African-American firsts are still happening, even at this late date. Virginia Democrats just elected the state’s first African-American party chair.
A House of Delegates member from Alexandria became chairwoman of the Democratic Party in Virginia, and not only is she the first African American to chair that state’s Democratic party. She is actually the first African American to lead any major political party in Virginia.
Del. Charniele Herring (D-Alexandria) was elected at the party’s Central Committee Meeting in Williamsburg on Saturday, which was attended by many of the candidates seeking the Democratic nomination for lieutenant governor and attorney general. Herring didn’t waste time in calling the party to action.
“The one thing we can’t do is relax. We’ve got to start now to get voters engaged,” said Herring, reports The Washington Post.
It looks like Democrats in that state will have an uphill battle. “History does not favor Democrats going into 2013. In every Virginia gubernatorial election since 1977, Virginia has reversed its support for governor in the years following the presidential election. In 2009, Republicans swept the races for governor, lieutenant governor and attorney general. And Virginia has not had a Democratic attorney general in nearly 20 years,” writes the newspaper.
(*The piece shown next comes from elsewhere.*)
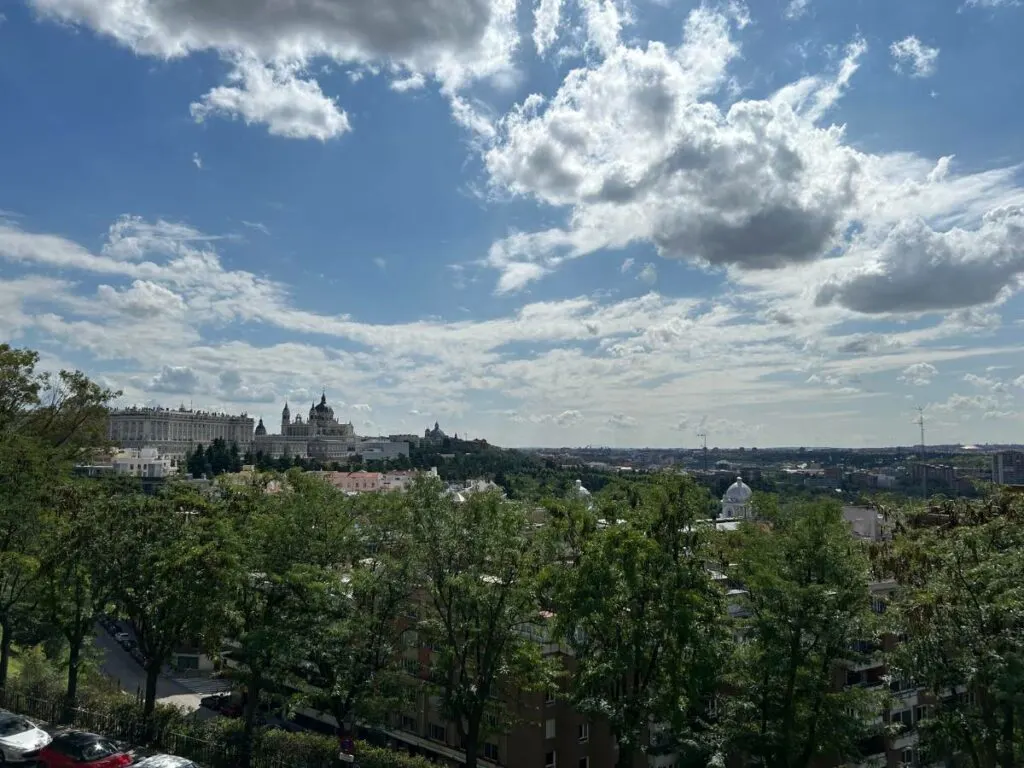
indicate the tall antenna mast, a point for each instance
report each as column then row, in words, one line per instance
column 704, row 437
column 924, row 464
Gov. Bob McDonnell is currently in office. He campaigned for Mitt Romney and other Republicans who ran for office this past election cycle. According to a separate Washington Post article, he enjoys a good deal of popularity in his state, including among women and black voters.
Herring has a plan. She announced she will continue to focus on voter registration and turnout efforts, which she says will be critical for a Democratic win.
Herring, a lawyer by profession, is a graduate of George Mason University and Catholic University Columbus School of Law. She was elected to the General Assembly in January 2009 in a special election to fill the vacated seat for the 46th House District. She also serves as the Democratic Whip in the House of Delegates and was chair of the Legislative Reproductive Health Caucus. Through her work with the latter, Herring has been outspoken on the Republican legislation passed last session that requires women to undergo an ultrasound before being allowed to have an abortion.